Golden Corpus | Emmanuel Prouvèze

A structured collection of real-world coding tasks used to evaluate how reliably AI agents handle common software engineering work. Each task is atomic, well-defined, and drawn from actual project history.

The Problem

AI coding agents are increasingly capable, but measuring their reliability on everyday tasks is hard. Benchmarks tend to focus on algorithmic puzzles or isolated functions.
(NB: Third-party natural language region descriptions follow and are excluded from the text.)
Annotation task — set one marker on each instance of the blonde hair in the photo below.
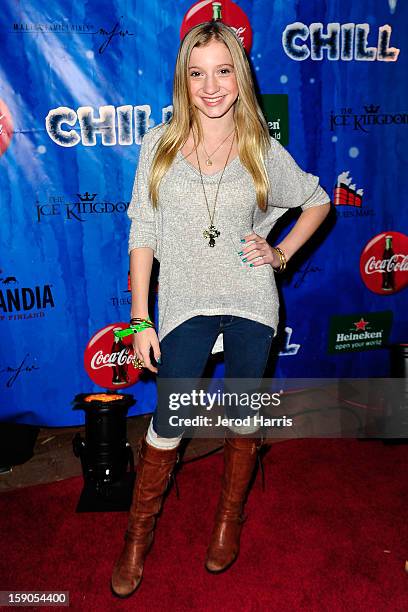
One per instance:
(251, 128)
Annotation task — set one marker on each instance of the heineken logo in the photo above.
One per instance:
(359, 332)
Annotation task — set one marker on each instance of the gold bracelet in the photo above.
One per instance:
(282, 259)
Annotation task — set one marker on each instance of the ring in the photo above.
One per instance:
(138, 363)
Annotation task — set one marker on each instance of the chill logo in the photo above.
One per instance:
(348, 196)
(23, 303)
(384, 263)
(359, 332)
(6, 127)
(108, 360)
(362, 121)
(335, 41)
(109, 126)
(275, 108)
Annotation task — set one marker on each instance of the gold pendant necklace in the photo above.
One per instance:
(212, 232)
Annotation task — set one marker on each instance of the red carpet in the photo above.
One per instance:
(314, 540)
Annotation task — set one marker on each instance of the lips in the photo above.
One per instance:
(213, 101)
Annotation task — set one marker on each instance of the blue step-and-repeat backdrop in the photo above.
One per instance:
(81, 82)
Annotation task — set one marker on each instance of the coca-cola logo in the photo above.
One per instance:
(384, 263)
(109, 360)
(231, 14)
(6, 127)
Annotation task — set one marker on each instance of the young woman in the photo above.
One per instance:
(209, 187)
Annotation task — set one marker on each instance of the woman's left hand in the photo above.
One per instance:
(259, 248)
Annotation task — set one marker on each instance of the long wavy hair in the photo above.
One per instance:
(251, 128)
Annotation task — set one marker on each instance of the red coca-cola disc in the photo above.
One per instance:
(6, 127)
(384, 263)
(231, 14)
(108, 361)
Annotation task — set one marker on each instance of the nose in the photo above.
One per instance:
(211, 85)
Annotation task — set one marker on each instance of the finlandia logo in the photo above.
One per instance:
(345, 42)
(18, 302)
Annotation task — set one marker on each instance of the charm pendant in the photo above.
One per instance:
(211, 233)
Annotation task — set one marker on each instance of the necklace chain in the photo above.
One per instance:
(212, 232)
(208, 160)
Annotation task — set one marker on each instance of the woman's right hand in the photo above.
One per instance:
(142, 342)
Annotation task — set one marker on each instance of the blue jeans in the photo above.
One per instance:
(186, 349)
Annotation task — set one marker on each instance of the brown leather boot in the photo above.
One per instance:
(154, 470)
(240, 456)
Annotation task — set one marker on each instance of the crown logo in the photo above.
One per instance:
(87, 197)
(372, 108)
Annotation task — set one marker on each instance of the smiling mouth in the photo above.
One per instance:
(213, 100)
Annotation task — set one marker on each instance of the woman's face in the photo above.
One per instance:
(212, 82)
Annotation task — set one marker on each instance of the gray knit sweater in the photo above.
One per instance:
(194, 278)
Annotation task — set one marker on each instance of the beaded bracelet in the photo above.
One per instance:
(282, 259)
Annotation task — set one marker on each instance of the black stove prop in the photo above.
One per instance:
(105, 453)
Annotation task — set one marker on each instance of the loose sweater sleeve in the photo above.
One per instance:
(143, 232)
(290, 187)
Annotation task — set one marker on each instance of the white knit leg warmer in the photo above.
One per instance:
(157, 441)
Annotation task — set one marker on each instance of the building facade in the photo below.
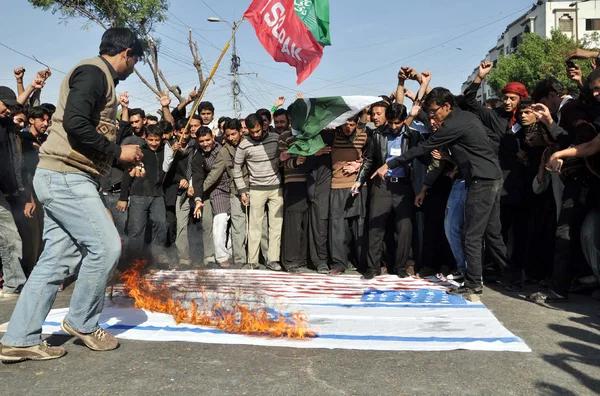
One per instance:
(573, 18)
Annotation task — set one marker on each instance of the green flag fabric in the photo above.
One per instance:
(311, 116)
(315, 15)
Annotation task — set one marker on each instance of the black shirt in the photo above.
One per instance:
(88, 87)
(466, 138)
(151, 184)
(8, 158)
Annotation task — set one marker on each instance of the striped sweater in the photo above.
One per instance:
(346, 149)
(290, 173)
(262, 159)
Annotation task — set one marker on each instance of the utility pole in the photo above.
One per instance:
(236, 90)
(235, 84)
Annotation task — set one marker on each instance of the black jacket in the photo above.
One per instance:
(177, 172)
(498, 121)
(377, 147)
(149, 185)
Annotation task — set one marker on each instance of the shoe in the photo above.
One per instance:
(6, 295)
(322, 269)
(465, 290)
(425, 272)
(99, 340)
(185, 262)
(403, 274)
(42, 351)
(370, 274)
(457, 275)
(251, 266)
(273, 266)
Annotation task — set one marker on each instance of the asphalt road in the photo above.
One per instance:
(565, 340)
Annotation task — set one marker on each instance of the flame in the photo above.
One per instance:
(232, 317)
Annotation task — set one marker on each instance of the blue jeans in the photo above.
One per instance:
(77, 231)
(454, 222)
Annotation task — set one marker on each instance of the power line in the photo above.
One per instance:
(210, 8)
(420, 52)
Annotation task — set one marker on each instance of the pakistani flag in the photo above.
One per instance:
(311, 116)
(315, 15)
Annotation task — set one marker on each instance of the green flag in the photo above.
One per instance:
(311, 116)
(315, 15)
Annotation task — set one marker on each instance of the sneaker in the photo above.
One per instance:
(6, 294)
(322, 269)
(41, 351)
(273, 266)
(465, 290)
(185, 262)
(251, 266)
(457, 275)
(99, 340)
(425, 272)
(212, 265)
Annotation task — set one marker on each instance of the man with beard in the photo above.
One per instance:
(223, 167)
(11, 188)
(259, 152)
(392, 195)
(32, 217)
(465, 137)
(215, 205)
(78, 231)
(504, 124)
(346, 211)
(178, 176)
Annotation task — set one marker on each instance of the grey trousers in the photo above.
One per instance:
(182, 213)
(208, 244)
(11, 249)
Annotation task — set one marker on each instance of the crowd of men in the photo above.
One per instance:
(441, 190)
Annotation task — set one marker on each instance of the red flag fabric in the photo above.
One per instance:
(284, 35)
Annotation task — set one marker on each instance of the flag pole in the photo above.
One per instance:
(210, 76)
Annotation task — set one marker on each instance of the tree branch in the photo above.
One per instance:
(146, 82)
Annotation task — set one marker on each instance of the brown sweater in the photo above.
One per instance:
(290, 173)
(345, 149)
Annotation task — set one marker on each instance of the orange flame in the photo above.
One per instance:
(232, 317)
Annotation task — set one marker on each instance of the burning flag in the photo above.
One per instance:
(285, 36)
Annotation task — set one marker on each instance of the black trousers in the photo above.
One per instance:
(346, 228)
(579, 197)
(482, 219)
(436, 250)
(294, 247)
(391, 200)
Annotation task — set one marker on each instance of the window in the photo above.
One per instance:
(592, 24)
(565, 24)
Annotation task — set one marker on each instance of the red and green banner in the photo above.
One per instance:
(286, 37)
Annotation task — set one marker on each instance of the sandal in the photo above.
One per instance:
(549, 296)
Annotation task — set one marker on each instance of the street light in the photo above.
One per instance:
(235, 64)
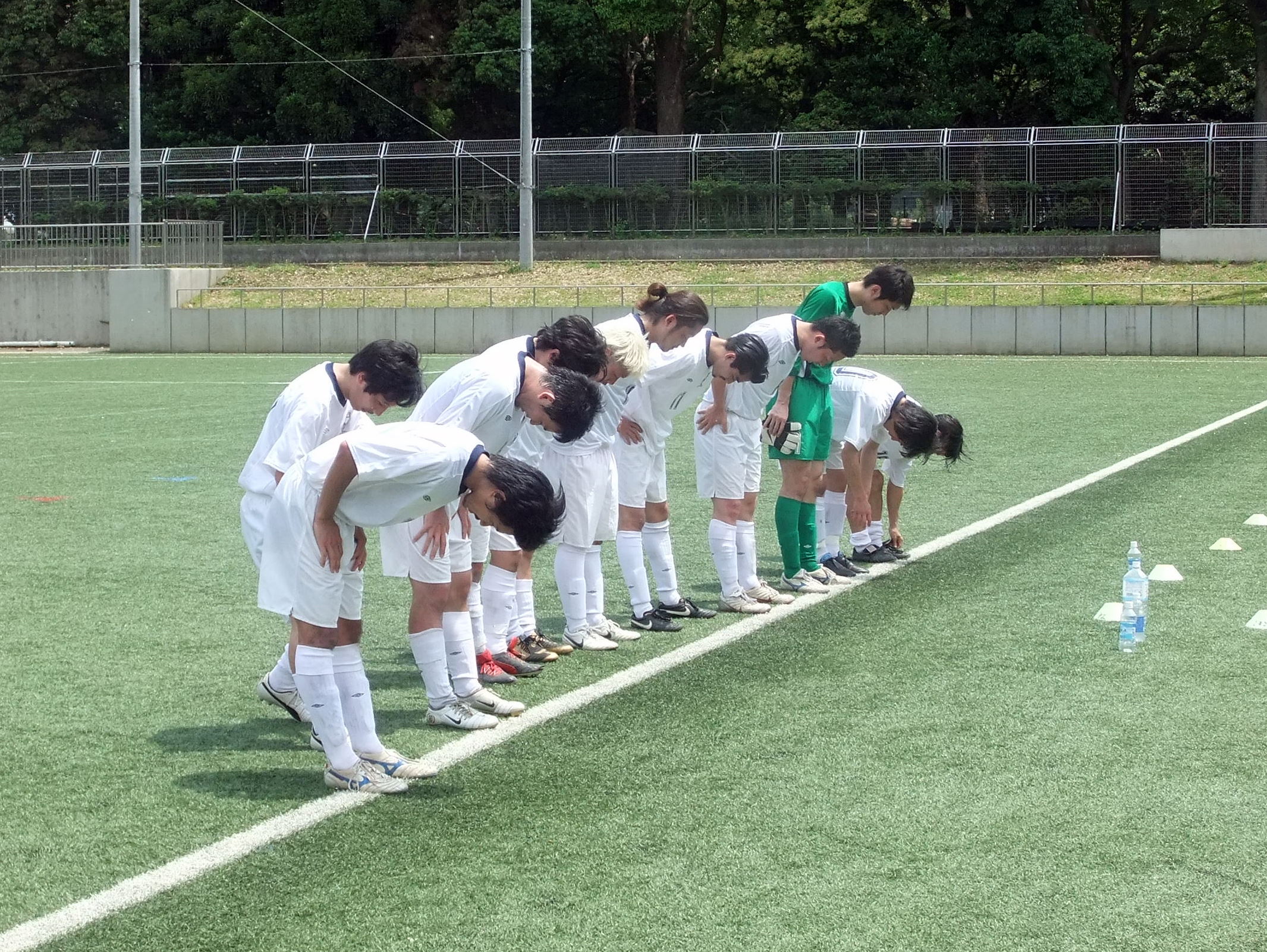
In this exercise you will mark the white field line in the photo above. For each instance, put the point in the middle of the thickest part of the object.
(139, 889)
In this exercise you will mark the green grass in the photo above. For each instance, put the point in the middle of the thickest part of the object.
(951, 758)
(729, 283)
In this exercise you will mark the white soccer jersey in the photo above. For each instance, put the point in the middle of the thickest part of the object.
(308, 412)
(749, 400)
(673, 382)
(861, 402)
(403, 470)
(478, 396)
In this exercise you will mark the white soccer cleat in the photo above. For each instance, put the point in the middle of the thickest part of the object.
(743, 605)
(491, 703)
(612, 631)
(458, 714)
(289, 701)
(802, 583)
(589, 640)
(763, 592)
(397, 765)
(364, 777)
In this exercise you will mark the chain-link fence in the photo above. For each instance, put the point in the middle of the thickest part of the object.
(936, 180)
(162, 244)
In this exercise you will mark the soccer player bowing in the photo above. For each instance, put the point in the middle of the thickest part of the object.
(313, 555)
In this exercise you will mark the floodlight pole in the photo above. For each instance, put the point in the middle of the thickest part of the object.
(134, 133)
(526, 217)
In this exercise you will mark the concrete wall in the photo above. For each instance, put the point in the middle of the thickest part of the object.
(1202, 330)
(55, 306)
(1214, 244)
(904, 247)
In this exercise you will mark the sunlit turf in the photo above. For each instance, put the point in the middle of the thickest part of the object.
(953, 757)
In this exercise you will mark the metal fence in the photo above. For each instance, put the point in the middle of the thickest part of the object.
(944, 180)
(766, 296)
(164, 244)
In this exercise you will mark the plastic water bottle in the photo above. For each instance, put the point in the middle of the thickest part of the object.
(1134, 587)
(1127, 629)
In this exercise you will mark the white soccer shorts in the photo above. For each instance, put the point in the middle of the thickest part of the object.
(588, 482)
(729, 464)
(643, 475)
(293, 582)
(253, 510)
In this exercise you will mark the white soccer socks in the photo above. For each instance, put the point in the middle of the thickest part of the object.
(354, 695)
(595, 587)
(659, 553)
(429, 655)
(746, 554)
(460, 652)
(315, 677)
(721, 544)
(571, 579)
(499, 608)
(629, 551)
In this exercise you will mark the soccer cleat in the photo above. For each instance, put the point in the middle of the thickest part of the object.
(364, 777)
(491, 672)
(801, 583)
(763, 592)
(686, 609)
(397, 765)
(455, 714)
(289, 701)
(654, 621)
(743, 605)
(518, 667)
(873, 553)
(840, 567)
(612, 631)
(589, 640)
(531, 653)
(536, 638)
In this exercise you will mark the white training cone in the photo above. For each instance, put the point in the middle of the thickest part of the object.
(1111, 611)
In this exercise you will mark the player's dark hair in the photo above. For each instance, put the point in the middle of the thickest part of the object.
(581, 348)
(895, 282)
(530, 506)
(391, 370)
(915, 428)
(687, 306)
(752, 357)
(950, 438)
(840, 335)
(576, 405)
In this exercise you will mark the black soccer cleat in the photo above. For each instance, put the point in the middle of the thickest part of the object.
(686, 609)
(654, 621)
(873, 553)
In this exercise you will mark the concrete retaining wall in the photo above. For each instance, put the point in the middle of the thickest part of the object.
(1214, 244)
(1202, 330)
(900, 247)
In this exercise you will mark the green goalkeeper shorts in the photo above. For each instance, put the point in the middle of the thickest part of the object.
(810, 406)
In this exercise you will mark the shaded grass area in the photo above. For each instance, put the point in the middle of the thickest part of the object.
(730, 283)
(136, 642)
(954, 757)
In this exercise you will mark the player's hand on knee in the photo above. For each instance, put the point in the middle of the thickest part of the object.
(330, 543)
(359, 553)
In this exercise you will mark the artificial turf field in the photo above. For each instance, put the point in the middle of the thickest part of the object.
(953, 757)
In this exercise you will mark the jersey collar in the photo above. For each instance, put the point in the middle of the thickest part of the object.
(339, 391)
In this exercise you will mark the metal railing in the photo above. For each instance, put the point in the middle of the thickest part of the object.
(582, 296)
(798, 183)
(162, 244)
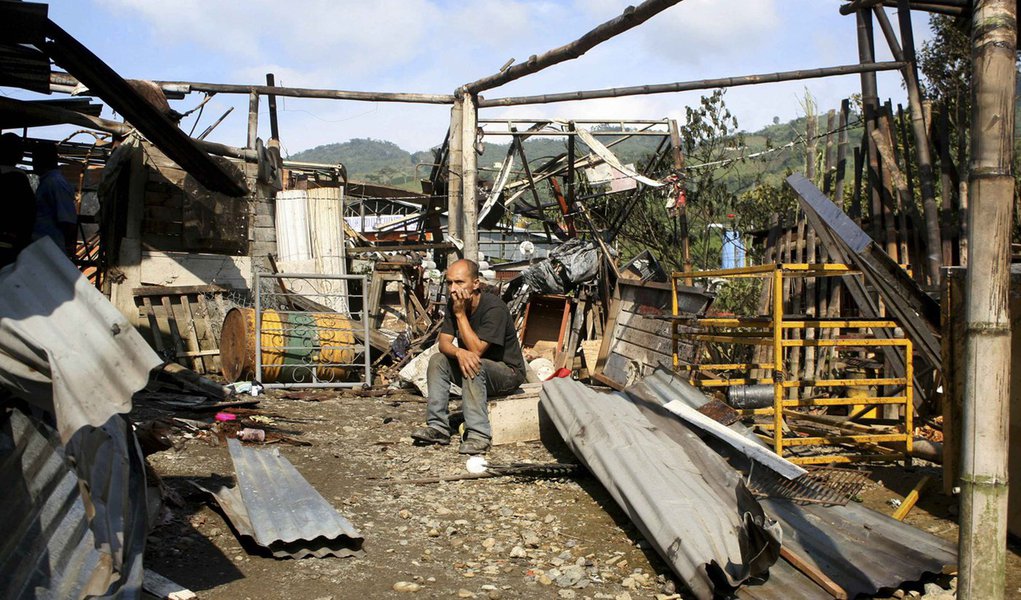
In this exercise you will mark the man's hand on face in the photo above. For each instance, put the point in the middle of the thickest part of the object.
(470, 363)
(460, 299)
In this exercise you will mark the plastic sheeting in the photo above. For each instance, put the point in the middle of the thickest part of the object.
(863, 551)
(67, 351)
(276, 507)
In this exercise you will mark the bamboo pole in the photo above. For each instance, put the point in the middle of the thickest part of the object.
(470, 162)
(631, 17)
(951, 7)
(252, 119)
(906, 53)
(455, 164)
(870, 107)
(733, 82)
(987, 327)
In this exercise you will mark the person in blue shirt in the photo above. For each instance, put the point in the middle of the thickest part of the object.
(18, 200)
(56, 216)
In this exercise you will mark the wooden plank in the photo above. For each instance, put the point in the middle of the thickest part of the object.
(172, 321)
(211, 343)
(757, 452)
(163, 588)
(192, 336)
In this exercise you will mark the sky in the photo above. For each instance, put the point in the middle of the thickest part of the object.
(434, 46)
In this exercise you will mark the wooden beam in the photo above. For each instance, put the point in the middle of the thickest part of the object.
(34, 109)
(455, 164)
(252, 119)
(733, 82)
(102, 80)
(632, 16)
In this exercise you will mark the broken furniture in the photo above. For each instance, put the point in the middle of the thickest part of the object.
(281, 347)
(180, 320)
(638, 336)
(784, 336)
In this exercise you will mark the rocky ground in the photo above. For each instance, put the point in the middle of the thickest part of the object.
(489, 538)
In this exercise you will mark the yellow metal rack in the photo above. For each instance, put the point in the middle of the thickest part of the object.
(772, 332)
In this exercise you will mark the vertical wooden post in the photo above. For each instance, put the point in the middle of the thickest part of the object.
(252, 119)
(987, 325)
(925, 177)
(455, 164)
(870, 107)
(470, 162)
(682, 211)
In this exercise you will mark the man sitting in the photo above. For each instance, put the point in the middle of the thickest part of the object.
(487, 361)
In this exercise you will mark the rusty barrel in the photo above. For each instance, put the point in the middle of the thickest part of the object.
(294, 346)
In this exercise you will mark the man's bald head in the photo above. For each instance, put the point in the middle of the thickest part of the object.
(471, 265)
(463, 276)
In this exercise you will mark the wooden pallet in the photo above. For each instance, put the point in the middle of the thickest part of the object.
(180, 327)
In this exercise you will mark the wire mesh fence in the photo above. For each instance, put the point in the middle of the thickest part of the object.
(310, 331)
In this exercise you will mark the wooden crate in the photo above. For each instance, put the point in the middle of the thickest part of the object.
(180, 328)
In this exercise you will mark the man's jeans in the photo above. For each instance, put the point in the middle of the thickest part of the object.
(494, 378)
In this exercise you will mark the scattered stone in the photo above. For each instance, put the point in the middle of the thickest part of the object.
(406, 587)
(530, 538)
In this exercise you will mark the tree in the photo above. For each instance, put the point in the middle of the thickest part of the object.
(710, 137)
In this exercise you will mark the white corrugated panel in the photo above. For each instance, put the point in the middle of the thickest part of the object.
(326, 213)
(292, 226)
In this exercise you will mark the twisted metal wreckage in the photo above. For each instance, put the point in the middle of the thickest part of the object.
(716, 504)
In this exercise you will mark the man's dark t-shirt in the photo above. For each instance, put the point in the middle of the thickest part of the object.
(491, 321)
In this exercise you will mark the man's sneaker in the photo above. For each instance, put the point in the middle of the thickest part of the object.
(431, 436)
(474, 446)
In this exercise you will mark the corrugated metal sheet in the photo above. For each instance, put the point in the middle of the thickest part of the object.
(47, 550)
(275, 506)
(65, 349)
(861, 550)
(693, 508)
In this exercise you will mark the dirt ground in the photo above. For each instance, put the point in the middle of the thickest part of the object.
(489, 538)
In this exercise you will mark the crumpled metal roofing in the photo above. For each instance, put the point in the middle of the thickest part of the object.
(693, 509)
(278, 509)
(47, 550)
(67, 351)
(861, 550)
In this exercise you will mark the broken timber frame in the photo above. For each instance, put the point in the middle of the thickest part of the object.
(987, 328)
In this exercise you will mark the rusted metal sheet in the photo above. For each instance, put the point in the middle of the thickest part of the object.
(278, 509)
(861, 550)
(683, 497)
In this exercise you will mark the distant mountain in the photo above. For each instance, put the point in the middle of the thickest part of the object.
(779, 147)
(368, 159)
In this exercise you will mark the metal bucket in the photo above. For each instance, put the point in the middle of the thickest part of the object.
(295, 346)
They rarely test the messy reality of working in a real codebase: editing MDX frontmatter, fixing broken builds, adding pages to an existing site.

The Approach

Golden Corpus takes a different path:

Real tasks from real projects — every evaluation item comes from actual work done on this website or similar codebases
Atomic scope — each task is small enough to complete in a single agent session
Deterministic verification — success criteria are concrete (build passes, file exists, content matches)
Progressive difficulty — from simple file edits to multi-file feature additions

What It Tests

Content Operations

Creating and editing MDX files with correct frontmatter
Fixing common content issues (date formats, tag casing, missing fields)

Code Changes

Adding new pages to an existing Next.js app
Modifying components without breaking existing functionality
Following established patterns and conventions

Project Hygiene

Commit message quality
Scope discipline (not over-engineering)
Respecting existing code style

Why This Matters

If you're building with AI agents, you need to know what they get right and where they fail. Synthetic benchmarks don't tell you whether an agent can add a blog post to your site without breaking the build. Golden Corpus does.

Built With AI

The evaluation framework itself was built using Claude Code — testing the tool with the tool, iterating on task definitions until they reliably distinguish good agent behavior from bad.